The thing seminaries don't do is encourage holiness and asceticism. They don't prepare men for a difficult life by helping to find inner strength or divine intimacy. I'm not calling for a return to some impossible ideal. But we need holy priests with lives grounded in prayer who can bring people to Christ.

Supertradmum said...

Father from Donegal,
The problem of child abuse is not merely pre-Vat II. I know this, as my diocese had the second largest settlement and some of the priests were post-Vat II. To blame child abuse, which is a horrific sin and irremediable way of life, on early formation is ridiculous. Four members of my family were abused by a priest in the Confessional for years. As children, they were not believed by the nuns to whom they told of the incidents. I am appalled at the lack of thought which would claim that somehow, stricter rules bring on child abuse. I am sure that the abuses which I have seen in seminaries, including one where I worked, all post-Vat II, and one where seven of my best friends were preyed upon by homosexuals, post-Vat II, are not cleaned up yet. That is the problem. Seminary officials have fallen into the falsities of modern psychology, instead of good, old-fashioned formation. Good grief, we need holy priests, not ones who act like school boys on holiday. You should apologize to people like me who witnessed the pain of child abuse in those near and dear to me.

amator Dei said...

If the modern world is obsessed with child abuse in the Church it is because it has been shown to be endemic in the Church over decades, perhaps centuries.

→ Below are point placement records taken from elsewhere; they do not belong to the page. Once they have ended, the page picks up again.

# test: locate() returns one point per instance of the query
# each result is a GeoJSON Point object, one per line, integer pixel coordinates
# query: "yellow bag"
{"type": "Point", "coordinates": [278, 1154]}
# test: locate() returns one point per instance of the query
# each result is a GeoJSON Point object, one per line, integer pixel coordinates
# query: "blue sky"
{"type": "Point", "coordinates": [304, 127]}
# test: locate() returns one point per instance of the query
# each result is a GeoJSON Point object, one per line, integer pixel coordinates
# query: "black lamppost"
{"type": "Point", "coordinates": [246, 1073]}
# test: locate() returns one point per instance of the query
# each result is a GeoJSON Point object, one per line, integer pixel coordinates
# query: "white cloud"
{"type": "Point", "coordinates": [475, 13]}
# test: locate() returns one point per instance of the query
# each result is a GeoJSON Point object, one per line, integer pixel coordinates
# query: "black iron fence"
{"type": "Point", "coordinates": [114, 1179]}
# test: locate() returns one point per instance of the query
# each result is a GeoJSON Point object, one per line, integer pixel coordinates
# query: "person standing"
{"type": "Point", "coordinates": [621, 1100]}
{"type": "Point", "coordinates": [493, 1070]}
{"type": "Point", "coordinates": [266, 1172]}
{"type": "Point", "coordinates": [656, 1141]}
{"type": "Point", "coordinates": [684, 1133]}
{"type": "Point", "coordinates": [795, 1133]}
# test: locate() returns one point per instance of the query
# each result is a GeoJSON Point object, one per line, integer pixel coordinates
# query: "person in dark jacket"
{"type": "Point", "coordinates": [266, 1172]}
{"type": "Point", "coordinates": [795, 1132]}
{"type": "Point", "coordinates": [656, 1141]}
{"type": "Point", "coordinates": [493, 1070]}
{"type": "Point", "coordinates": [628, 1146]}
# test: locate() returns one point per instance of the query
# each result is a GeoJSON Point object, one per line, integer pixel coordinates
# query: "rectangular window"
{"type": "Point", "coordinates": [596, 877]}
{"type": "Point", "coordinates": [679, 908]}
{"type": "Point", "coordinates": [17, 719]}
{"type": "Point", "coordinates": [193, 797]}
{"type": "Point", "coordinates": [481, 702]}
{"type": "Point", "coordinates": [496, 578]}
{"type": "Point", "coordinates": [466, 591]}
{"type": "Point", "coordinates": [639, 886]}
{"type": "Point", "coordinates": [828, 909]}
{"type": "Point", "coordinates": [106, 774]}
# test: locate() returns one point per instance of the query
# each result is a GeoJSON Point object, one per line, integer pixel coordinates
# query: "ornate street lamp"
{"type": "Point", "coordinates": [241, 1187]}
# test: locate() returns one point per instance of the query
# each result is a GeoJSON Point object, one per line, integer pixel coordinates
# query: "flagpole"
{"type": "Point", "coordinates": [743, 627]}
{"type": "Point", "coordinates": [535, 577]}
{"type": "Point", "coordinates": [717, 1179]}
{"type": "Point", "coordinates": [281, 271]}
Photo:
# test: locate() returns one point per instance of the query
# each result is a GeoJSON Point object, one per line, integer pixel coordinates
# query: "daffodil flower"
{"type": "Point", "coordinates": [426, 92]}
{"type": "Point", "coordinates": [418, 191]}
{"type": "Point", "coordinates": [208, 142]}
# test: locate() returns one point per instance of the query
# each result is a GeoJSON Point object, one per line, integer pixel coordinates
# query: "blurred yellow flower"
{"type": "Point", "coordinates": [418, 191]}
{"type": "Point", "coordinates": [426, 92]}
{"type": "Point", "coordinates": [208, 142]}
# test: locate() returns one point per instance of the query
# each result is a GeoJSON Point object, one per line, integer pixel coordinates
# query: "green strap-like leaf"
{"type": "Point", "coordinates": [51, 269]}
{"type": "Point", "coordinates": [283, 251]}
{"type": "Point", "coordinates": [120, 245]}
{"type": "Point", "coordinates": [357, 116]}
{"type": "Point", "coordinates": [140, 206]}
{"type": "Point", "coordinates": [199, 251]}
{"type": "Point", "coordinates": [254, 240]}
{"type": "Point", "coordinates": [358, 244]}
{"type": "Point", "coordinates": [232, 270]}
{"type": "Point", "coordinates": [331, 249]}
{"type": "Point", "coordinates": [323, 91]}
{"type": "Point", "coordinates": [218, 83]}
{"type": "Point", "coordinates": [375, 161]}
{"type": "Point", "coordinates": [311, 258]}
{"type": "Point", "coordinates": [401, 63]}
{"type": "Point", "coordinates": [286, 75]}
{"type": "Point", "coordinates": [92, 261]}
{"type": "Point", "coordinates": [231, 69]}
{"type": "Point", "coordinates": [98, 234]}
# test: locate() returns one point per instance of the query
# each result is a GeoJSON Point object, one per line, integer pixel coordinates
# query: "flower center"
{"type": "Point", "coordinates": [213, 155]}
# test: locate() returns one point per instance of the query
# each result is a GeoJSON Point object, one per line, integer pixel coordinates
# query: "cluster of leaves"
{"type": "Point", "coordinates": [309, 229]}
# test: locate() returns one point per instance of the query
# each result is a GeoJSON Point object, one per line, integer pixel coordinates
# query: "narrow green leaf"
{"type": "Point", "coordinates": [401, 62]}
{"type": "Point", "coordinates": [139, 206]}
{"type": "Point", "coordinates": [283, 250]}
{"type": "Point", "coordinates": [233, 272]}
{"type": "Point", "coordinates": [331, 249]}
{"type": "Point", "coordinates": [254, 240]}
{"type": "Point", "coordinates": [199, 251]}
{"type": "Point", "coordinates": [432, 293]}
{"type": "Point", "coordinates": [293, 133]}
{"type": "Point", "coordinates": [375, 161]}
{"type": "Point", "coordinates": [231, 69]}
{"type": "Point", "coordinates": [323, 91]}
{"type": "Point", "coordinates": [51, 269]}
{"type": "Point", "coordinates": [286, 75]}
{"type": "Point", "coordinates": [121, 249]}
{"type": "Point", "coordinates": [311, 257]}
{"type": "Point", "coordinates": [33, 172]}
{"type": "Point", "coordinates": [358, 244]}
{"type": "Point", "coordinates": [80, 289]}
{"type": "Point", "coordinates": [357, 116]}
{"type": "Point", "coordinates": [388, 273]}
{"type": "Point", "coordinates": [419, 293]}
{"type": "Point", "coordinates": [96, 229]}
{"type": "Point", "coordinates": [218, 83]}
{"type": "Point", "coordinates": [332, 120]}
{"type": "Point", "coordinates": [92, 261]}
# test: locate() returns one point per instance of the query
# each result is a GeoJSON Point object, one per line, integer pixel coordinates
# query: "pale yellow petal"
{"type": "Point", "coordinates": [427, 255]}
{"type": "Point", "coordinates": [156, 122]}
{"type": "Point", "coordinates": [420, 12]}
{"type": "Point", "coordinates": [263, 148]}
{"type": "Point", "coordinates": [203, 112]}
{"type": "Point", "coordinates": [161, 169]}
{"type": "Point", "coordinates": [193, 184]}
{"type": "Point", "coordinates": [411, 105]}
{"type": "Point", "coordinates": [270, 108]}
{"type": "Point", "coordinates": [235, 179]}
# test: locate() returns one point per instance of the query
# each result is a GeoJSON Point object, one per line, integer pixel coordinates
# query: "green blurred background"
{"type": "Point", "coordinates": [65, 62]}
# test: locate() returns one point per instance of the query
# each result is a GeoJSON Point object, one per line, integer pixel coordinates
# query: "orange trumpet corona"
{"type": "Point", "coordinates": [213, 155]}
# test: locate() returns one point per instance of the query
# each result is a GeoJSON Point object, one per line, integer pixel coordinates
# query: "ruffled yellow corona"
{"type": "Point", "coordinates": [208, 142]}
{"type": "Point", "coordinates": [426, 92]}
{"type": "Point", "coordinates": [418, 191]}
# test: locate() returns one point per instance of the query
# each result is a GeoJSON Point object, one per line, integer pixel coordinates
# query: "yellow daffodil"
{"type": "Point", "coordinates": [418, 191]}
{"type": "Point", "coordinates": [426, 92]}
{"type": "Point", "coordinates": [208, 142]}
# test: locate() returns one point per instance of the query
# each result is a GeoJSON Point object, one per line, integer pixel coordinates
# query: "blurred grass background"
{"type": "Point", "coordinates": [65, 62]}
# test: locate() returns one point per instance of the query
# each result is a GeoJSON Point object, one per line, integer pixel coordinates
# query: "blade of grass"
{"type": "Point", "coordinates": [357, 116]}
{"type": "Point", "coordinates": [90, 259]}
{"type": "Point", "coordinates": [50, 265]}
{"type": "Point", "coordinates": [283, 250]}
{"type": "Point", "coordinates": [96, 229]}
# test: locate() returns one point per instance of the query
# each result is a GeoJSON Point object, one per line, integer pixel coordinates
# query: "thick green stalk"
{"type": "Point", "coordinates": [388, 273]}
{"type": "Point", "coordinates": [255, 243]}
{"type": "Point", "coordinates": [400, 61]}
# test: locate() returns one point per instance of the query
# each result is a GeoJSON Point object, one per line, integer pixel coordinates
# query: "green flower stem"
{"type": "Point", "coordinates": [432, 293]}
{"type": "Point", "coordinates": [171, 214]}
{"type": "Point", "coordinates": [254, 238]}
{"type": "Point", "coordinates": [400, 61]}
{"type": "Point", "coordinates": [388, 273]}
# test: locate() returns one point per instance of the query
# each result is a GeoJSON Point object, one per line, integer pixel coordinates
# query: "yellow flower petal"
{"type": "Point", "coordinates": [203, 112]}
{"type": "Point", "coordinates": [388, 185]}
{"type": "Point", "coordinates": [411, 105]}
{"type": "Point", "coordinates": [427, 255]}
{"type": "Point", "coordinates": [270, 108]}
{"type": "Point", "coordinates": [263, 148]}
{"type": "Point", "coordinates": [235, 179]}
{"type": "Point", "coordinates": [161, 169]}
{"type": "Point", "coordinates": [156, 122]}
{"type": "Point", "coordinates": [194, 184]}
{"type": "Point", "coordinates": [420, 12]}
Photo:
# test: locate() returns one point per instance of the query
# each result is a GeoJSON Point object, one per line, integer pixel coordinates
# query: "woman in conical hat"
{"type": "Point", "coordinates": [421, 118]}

It is shameful of Shane to say he is sick of hearing about it. Would he prefer that it were simply allowed to go on but just not talked about, which was the situation when it was left to the Church? It is only secular society, which Catholics think they can pontificate to about what is right, which forced the Church to do anything about the scandal of abuse. Whether you like it or not, Shane, you certainly will hear more about it because it is now starting to emerge from Poland and Belgium and no doubt will from other countries we have not yet heard from. As they say, this is an issue that is going to run and run and the Church has only itself to blame for that.